What Recovery Looks Like
After phalloplasty, plan on at least five days in the hospital. If your forearm was the donor site, you will not be able to lift more than five pounds with that arm during healing. Walking at least four times a day for ten minutes each time is important for circulation and preventing blood clots. Bending at the waist past 90 degrees is restricted, and you cannot submerge the surgical area in water (no baths, pools, or hot tubs) until your surgeon clears you.
Sexual activity with the new penis is off limits until healing is confirmed, which typically takes several months. If an erectile implant is part of your surgical plan, that is usually a separate procedure performed after the tissue has fully healed, meaning the total process from first surgery to full sexual function can stretch well over a year.

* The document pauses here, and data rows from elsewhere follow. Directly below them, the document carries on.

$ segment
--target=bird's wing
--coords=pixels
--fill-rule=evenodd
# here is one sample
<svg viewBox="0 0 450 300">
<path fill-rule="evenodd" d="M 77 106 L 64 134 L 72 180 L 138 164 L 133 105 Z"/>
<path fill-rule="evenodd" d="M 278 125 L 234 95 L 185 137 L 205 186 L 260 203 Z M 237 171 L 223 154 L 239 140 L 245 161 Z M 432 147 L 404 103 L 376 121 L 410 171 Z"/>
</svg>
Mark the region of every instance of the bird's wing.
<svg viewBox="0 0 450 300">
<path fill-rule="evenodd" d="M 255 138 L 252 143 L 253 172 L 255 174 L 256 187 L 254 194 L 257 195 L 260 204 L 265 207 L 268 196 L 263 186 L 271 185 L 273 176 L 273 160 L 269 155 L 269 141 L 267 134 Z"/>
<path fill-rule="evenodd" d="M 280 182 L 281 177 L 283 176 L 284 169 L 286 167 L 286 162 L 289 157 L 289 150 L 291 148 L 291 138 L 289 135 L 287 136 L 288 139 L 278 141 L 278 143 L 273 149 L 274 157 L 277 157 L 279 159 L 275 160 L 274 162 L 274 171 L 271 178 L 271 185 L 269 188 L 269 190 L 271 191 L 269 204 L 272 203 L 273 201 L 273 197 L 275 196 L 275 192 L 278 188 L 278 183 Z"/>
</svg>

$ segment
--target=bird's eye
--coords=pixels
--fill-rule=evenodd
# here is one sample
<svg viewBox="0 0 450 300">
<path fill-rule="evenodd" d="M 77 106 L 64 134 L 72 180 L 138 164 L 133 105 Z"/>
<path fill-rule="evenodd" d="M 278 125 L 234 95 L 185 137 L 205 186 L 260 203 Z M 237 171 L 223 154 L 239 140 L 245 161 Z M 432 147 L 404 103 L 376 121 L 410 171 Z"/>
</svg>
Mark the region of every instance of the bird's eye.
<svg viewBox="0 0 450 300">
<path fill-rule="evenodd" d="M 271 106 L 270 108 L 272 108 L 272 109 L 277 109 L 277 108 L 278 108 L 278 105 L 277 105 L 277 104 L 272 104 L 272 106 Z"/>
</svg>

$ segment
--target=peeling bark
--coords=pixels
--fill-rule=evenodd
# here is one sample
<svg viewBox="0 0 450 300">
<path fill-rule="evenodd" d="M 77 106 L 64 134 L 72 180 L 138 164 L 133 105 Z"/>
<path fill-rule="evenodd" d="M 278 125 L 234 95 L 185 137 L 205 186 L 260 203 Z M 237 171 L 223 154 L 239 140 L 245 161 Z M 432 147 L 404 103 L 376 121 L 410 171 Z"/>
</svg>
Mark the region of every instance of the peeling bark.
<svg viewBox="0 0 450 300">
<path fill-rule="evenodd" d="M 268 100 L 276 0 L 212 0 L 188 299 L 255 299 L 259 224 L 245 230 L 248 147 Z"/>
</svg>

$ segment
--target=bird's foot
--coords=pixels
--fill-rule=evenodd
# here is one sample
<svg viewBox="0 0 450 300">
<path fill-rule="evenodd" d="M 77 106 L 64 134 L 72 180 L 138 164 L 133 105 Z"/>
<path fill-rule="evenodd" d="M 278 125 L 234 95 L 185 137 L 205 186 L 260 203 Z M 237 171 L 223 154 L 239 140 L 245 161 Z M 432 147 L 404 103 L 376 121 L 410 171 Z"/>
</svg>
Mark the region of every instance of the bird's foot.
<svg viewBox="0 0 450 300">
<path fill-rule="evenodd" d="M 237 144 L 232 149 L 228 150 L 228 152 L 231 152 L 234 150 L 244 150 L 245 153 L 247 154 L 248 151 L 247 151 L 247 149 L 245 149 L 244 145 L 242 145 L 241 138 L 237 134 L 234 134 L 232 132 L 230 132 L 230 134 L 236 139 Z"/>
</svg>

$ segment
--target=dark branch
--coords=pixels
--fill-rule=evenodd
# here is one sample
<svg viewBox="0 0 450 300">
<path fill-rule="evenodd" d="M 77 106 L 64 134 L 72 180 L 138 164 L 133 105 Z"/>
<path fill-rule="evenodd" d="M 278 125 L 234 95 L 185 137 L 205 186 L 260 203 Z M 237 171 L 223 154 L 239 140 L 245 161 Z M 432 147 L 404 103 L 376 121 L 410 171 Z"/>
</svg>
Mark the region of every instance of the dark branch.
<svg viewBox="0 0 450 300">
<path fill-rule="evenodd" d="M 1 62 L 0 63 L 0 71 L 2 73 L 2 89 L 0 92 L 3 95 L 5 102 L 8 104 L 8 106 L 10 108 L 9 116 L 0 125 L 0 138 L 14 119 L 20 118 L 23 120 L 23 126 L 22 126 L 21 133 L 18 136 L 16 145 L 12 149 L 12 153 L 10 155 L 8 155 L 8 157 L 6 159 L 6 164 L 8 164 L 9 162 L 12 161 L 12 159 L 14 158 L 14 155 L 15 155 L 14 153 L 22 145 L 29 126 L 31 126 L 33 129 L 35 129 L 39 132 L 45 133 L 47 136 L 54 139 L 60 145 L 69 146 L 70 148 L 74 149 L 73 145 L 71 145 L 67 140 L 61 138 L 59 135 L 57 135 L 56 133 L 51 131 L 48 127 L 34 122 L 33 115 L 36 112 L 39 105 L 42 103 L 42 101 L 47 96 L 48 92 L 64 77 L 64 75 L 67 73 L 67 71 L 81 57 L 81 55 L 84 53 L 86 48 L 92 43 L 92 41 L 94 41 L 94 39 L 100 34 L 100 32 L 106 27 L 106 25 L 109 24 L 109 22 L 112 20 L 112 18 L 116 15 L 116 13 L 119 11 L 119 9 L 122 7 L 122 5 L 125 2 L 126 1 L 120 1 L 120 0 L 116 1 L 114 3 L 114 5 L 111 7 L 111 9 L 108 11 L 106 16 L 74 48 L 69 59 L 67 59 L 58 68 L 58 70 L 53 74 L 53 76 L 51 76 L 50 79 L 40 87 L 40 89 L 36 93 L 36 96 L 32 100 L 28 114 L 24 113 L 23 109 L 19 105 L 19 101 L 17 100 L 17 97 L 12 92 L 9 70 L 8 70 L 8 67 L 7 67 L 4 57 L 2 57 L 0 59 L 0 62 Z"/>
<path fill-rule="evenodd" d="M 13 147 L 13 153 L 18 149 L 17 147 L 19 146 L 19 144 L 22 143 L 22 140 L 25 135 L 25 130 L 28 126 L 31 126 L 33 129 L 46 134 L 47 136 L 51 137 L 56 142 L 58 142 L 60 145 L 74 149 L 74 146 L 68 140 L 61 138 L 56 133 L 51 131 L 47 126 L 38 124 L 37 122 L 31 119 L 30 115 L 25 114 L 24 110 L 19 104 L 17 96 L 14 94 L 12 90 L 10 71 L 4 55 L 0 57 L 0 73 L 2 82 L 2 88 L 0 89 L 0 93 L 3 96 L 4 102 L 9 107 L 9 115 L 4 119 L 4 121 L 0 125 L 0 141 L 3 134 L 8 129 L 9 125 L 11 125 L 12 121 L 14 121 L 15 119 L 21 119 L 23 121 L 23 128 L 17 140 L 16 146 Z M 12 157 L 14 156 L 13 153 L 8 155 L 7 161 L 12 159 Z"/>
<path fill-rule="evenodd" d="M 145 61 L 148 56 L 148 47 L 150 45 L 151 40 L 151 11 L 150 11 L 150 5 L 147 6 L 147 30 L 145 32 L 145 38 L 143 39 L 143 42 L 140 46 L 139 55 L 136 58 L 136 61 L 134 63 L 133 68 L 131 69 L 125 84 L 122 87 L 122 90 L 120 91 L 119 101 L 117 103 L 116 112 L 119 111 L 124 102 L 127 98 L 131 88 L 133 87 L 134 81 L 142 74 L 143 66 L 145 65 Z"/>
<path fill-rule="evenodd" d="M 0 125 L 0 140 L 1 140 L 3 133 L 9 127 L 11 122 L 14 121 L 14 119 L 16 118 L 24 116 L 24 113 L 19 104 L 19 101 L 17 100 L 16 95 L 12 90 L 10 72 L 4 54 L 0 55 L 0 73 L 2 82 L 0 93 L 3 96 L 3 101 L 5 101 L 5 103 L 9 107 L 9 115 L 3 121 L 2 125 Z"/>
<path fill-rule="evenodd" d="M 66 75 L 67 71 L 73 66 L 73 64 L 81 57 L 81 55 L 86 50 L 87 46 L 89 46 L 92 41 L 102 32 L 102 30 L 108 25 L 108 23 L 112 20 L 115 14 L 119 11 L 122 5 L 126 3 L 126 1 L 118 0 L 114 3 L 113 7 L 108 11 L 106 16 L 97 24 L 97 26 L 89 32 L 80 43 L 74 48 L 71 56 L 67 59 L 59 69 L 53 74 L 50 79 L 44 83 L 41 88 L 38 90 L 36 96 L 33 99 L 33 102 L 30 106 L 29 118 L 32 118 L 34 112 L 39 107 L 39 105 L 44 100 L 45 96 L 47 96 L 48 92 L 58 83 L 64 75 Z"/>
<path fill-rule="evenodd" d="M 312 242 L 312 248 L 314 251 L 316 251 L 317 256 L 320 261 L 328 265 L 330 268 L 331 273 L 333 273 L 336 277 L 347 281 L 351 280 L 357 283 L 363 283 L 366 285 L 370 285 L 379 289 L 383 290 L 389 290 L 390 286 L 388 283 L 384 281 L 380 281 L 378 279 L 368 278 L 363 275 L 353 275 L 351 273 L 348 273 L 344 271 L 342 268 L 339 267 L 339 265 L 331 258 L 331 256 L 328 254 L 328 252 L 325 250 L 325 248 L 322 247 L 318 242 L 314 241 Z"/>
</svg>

Many people describe the process as a marathon rather than a single event.
Eligibility and Getting Started
Under the current international standards of care (WPATH version 8), candidates for genital surgery need a diagnosis of gender incongruence and a mental health assessment confirming that any conditions that could affect surgical outcomes have been evaluated. Most surgeons require at least six months of testosterone therapy before operating, unless hormones are not desired or are medically contraindicated. You also need to demonstrate the capacity to consent to the specific procedure, which means understanding the risks, benefits, and alternatives.
Wait times vary significantly depending on location, insurance, and surgeon availability. In some countries, waits of one to three years for phalloplasty are common due to the small number of surgeons trained in the procedure. Metoidioplasty tends to have shorter wait times. Insurance coverage has expanded in recent years, with many plans in the U.S. now covering gender-affirming genital surgery, though navigating approvals can be a process in itself.